Implementation of ProbabilityV0 environment

Author: Jay Shah (@Jayshah25)

Contact: jay.shah@qrlqai.com

License: Apache-2.0

class qrl.env.core.probability.ProbabilityV0(n_qubits, target_distribution, ansatz=None, **kwargs)[source]

Bases: QuantumEnv

Probability distribution matching environment for variational quantum circuits.

ProbabilityV0 is a gymnasium.Env-compatible environment that trains a parameterized quantum circuit to approximate a target probability distribution over computational basis states. The agent optimizes continuous circuit parameters so that the measurement statistics of the circuit match a specified target distribution.

This environment is suitable for distribution learning, quantum generative modeling, and variational circuit optimization tasks.

Key properties

  • Action space: Continuous parameter updates applied to the circuit ansatz.

  • Observation space: Probability distribution over 2**n_qubits basis

states produced by the current circuit. - Reward: Negative weighted cost combining KL divergence and L2 distance to the target distribution, with an additional step penalty. - Termination: Success when the reward exceeds the specified tolerance or truncation at max_steps.

Visualization

The render() method animates the evolution of the learned probability distribution relative to the target distribution, along with the reward trajectory over training steps.

Input Parameters

n_qubitsint

Number of qubits in the circuit.

target_distributionnp.ndarray

Target probability distribution over computational basis states.

ansatzcallable or None

Custom parameterized circuit ansatz.

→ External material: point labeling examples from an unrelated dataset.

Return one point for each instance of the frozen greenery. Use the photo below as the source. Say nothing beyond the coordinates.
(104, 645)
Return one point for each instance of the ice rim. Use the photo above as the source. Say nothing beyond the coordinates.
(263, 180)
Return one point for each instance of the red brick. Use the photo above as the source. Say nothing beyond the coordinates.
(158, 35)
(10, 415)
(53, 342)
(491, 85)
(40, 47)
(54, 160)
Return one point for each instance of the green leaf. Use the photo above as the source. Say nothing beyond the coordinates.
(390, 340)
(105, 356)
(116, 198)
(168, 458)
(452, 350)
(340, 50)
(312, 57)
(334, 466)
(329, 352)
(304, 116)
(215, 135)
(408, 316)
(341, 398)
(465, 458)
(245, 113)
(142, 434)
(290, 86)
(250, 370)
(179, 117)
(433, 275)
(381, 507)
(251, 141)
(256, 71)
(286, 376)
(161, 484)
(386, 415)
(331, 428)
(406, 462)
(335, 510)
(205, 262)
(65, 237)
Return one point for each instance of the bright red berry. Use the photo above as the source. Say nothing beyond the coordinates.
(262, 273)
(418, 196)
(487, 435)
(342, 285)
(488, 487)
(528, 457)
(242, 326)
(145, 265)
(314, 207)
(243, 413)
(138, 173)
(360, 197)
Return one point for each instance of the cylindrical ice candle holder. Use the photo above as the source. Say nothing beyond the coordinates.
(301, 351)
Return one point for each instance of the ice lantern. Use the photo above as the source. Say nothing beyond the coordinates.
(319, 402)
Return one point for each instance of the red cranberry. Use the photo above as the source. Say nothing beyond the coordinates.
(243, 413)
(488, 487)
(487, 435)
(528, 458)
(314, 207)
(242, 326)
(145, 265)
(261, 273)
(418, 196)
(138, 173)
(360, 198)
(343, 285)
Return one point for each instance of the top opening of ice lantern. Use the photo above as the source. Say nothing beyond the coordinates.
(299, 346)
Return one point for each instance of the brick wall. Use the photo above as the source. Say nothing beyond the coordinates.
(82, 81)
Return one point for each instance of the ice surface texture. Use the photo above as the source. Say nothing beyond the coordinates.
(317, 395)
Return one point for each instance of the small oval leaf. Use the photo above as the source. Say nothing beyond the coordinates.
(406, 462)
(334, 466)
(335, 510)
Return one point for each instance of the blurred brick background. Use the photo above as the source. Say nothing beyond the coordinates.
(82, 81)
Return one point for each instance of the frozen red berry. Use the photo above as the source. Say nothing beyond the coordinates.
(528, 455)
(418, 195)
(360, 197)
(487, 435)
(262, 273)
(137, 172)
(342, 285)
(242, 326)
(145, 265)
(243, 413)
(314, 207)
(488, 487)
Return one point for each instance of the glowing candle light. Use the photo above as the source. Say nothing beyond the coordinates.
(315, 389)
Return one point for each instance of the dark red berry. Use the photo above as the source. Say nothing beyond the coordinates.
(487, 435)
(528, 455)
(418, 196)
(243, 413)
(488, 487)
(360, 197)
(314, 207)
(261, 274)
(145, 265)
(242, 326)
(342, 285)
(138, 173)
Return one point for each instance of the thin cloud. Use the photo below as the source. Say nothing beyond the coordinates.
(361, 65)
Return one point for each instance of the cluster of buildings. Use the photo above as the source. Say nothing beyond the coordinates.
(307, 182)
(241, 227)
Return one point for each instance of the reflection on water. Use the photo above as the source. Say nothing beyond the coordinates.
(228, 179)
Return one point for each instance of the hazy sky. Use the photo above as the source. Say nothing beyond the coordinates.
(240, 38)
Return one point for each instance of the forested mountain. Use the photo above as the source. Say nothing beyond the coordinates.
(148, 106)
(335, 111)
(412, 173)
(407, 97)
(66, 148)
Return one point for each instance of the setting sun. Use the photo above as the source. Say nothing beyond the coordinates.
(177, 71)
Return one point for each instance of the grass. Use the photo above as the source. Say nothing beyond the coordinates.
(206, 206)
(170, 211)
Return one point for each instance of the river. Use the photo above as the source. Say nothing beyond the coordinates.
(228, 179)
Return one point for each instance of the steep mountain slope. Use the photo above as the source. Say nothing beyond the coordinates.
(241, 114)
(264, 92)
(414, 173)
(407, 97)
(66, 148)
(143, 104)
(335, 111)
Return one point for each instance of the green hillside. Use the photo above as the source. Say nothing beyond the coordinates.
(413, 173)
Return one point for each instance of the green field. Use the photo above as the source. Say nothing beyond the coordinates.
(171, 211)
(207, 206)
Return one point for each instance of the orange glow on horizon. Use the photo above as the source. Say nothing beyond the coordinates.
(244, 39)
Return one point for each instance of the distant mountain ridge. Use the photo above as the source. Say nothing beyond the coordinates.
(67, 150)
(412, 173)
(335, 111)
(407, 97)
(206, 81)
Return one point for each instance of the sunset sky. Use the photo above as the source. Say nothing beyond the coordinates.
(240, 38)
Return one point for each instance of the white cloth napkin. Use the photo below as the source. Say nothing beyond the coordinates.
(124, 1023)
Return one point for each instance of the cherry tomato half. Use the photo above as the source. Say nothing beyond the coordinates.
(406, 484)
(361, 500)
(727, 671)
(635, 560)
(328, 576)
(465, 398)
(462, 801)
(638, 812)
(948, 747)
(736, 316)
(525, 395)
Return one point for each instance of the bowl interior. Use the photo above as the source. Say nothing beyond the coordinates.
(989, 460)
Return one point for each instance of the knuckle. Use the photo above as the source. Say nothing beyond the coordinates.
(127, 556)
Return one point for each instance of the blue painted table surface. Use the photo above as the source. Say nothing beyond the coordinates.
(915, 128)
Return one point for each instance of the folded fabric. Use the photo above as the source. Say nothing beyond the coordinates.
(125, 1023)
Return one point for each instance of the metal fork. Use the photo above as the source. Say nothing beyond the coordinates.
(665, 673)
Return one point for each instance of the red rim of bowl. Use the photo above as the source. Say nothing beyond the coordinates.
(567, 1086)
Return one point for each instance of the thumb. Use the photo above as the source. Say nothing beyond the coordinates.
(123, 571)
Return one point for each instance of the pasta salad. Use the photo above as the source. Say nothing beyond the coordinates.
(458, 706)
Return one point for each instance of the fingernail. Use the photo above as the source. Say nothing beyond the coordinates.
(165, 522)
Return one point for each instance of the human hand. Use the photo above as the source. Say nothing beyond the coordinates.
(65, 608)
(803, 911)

If None, a default RY-based ansatz is used.

max_stepsint

Maximum number of optimization steps per episode.

tolerancefloat

Reward threshold for early termination.

alphafloat

Weight balancing KL divergence and L2 distance.

betafloat

Penalty weight for step count.

ffmpegbool

Whether to use FFmpeg when saving animations.

See also

tutorials/probability

Tutorial on probability distribution learning with variational circuits.

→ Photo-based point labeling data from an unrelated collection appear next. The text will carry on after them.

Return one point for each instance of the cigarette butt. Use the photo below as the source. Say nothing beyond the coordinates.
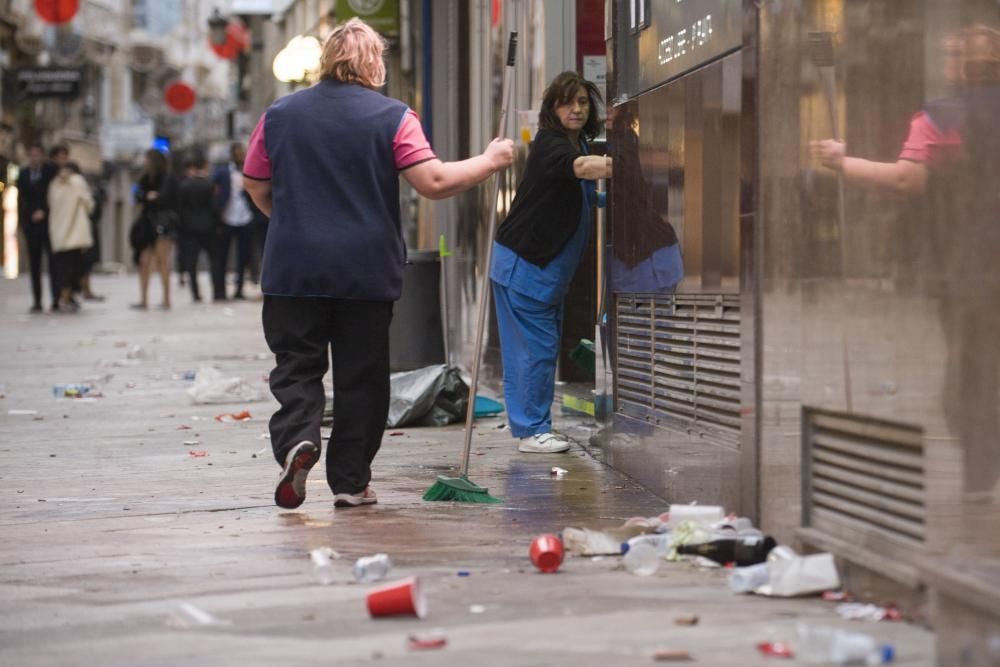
(672, 656)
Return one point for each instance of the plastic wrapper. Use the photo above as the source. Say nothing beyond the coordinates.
(806, 575)
(210, 386)
(429, 396)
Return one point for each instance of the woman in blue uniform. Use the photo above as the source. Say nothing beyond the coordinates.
(537, 250)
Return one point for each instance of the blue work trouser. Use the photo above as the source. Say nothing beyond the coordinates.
(529, 342)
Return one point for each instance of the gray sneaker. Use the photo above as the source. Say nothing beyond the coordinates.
(366, 497)
(291, 489)
(543, 443)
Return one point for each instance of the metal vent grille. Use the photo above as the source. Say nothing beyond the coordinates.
(679, 361)
(863, 474)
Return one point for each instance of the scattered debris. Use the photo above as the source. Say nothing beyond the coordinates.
(187, 615)
(322, 559)
(856, 611)
(546, 553)
(369, 569)
(71, 390)
(433, 640)
(211, 387)
(672, 656)
(400, 598)
(137, 352)
(234, 417)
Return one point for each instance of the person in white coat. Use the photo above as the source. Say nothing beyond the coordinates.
(70, 204)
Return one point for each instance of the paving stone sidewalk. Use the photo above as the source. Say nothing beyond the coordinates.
(112, 519)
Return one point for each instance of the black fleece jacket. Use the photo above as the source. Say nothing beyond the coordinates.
(546, 208)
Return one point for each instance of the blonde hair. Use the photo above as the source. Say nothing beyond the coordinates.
(353, 54)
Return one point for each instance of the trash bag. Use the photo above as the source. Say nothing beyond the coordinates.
(211, 387)
(429, 396)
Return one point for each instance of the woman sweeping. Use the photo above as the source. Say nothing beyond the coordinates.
(537, 250)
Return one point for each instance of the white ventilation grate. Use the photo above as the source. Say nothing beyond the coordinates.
(679, 361)
(863, 474)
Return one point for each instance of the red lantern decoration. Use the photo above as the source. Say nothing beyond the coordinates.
(237, 40)
(57, 11)
(179, 96)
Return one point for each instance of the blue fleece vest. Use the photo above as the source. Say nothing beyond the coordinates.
(334, 229)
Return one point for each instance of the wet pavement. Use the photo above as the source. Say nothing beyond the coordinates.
(112, 519)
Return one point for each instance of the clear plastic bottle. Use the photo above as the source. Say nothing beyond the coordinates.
(70, 390)
(642, 559)
(659, 541)
(828, 645)
(747, 579)
(372, 568)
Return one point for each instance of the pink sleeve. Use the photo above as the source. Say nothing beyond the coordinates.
(410, 146)
(257, 163)
(922, 137)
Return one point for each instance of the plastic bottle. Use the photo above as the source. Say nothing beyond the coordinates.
(642, 559)
(323, 564)
(743, 550)
(827, 645)
(703, 514)
(659, 541)
(372, 568)
(746, 579)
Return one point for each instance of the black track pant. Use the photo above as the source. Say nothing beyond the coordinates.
(303, 332)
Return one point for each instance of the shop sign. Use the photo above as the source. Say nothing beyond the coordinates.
(382, 15)
(49, 81)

get_reward(params)[source]

Compute the reward for a given set of circuit parameters.

The reward is based on a weighted combination of: - Kullback–Leibler (KL) divergence between the target distribution and the circuit output distribution. - L2 distance between the target and circuit distributions.

Parameters:

params (np.ndarray) – Vector of variational circuit parameters.

Returns:

Scalar reward value encouraging the circuit output distribution to match the target distribution.

Return type:

float

render(save_path_without_extension=None)[source]

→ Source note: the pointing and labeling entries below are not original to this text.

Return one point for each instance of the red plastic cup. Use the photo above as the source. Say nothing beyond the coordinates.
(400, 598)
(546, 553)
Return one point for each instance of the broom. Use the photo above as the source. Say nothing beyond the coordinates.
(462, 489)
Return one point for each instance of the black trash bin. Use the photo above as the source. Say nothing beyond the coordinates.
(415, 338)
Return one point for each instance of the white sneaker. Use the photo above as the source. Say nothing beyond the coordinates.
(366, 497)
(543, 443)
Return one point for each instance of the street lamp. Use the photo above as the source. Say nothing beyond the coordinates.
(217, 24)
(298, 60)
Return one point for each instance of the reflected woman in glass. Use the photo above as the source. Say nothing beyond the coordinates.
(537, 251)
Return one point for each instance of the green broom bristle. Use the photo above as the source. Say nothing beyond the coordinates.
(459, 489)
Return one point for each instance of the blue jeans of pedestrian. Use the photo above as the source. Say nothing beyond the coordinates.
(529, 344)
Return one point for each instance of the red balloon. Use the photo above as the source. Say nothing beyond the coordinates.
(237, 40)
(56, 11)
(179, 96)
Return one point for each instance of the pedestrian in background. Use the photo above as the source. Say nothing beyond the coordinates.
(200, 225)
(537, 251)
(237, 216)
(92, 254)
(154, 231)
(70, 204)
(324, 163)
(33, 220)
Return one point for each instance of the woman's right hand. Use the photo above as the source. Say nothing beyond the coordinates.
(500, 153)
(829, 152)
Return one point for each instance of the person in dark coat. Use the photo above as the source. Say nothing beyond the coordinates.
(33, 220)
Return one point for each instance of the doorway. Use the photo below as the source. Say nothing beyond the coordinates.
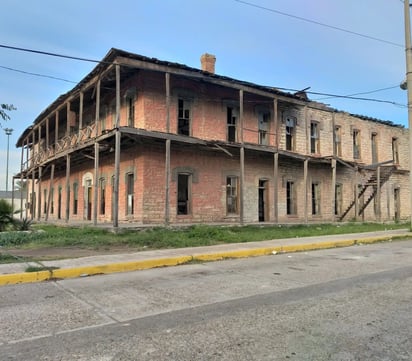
(263, 200)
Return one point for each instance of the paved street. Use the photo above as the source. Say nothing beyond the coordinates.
(337, 304)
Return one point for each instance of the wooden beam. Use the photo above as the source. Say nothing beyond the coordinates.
(167, 187)
(67, 188)
(305, 184)
(275, 187)
(50, 192)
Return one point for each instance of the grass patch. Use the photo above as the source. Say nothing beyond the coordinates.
(39, 268)
(157, 238)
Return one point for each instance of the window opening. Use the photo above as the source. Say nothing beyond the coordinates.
(184, 111)
(290, 133)
(314, 137)
(130, 193)
(338, 141)
(290, 198)
(356, 144)
(374, 148)
(232, 206)
(183, 194)
(102, 203)
(75, 197)
(395, 150)
(263, 124)
(231, 124)
(315, 198)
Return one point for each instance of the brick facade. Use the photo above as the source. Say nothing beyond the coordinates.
(199, 148)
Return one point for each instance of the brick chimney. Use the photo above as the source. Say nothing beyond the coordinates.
(208, 62)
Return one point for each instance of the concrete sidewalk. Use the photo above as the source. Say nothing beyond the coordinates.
(103, 264)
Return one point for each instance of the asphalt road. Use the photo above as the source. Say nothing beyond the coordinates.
(339, 304)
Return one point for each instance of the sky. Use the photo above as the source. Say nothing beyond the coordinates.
(289, 44)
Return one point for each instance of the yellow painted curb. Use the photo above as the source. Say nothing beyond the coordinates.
(29, 277)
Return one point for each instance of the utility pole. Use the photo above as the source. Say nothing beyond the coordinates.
(8, 133)
(408, 53)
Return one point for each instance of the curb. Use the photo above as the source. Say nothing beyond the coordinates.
(83, 271)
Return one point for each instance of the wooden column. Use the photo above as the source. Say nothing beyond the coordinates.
(356, 194)
(33, 196)
(97, 115)
(56, 136)
(50, 193)
(167, 156)
(39, 195)
(333, 190)
(21, 180)
(67, 188)
(117, 153)
(276, 122)
(96, 181)
(378, 194)
(305, 184)
(275, 186)
(81, 112)
(242, 161)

Render the evolution of the probability distribution over training steps.

The animation shows a bar plot comparing the target probability distribution with the circuit’s predicted distribution at each step. Reward values are displayed in the plot title.

Parameters:

save_path_without_extension (str or None, optional) – Path (without file extension) to save the animation. If provided, the animation is saved using the configured writer (MP4 for FFmpeg or GIF for Pillow). If None, the animation is displayed interactively.

Returns:

This method produces a visualization but does not return a value.

Return type:

None

reset()[source]

Reset the environment to a random initial parameter configuration.

Initializes the circuit parameters randomly, clears episode history, and resets the step counter.

Returns:

  • observation (np.ndarray) – Initial circuit parameter vector.

  • info (dict) – Empty dictionary provided for compatibility with Gymnasium-style APIs.

step(action)[source]

Execute one optimization step.

Updates the circuit parameters using the provided action, evaluates the resulting probability distribution, computes the reward, and checks termination conditions.

Parameters:

action (np.ndarray) – Parameter update vector applied additively to the current circuit parameters.

Returns:

  • observation (np.ndarray) – Probability distribution over computational basis states produced by the circuit after the parameter update.

  • reward (float) – Reward value after applying the action.

  • done (bool) – True if the episode has terminated due to reaching the reward tolerance or the maximum number of steps.

  • info (dict) – Empty dictionary provided for compatibility with Gymnasium-style APIs.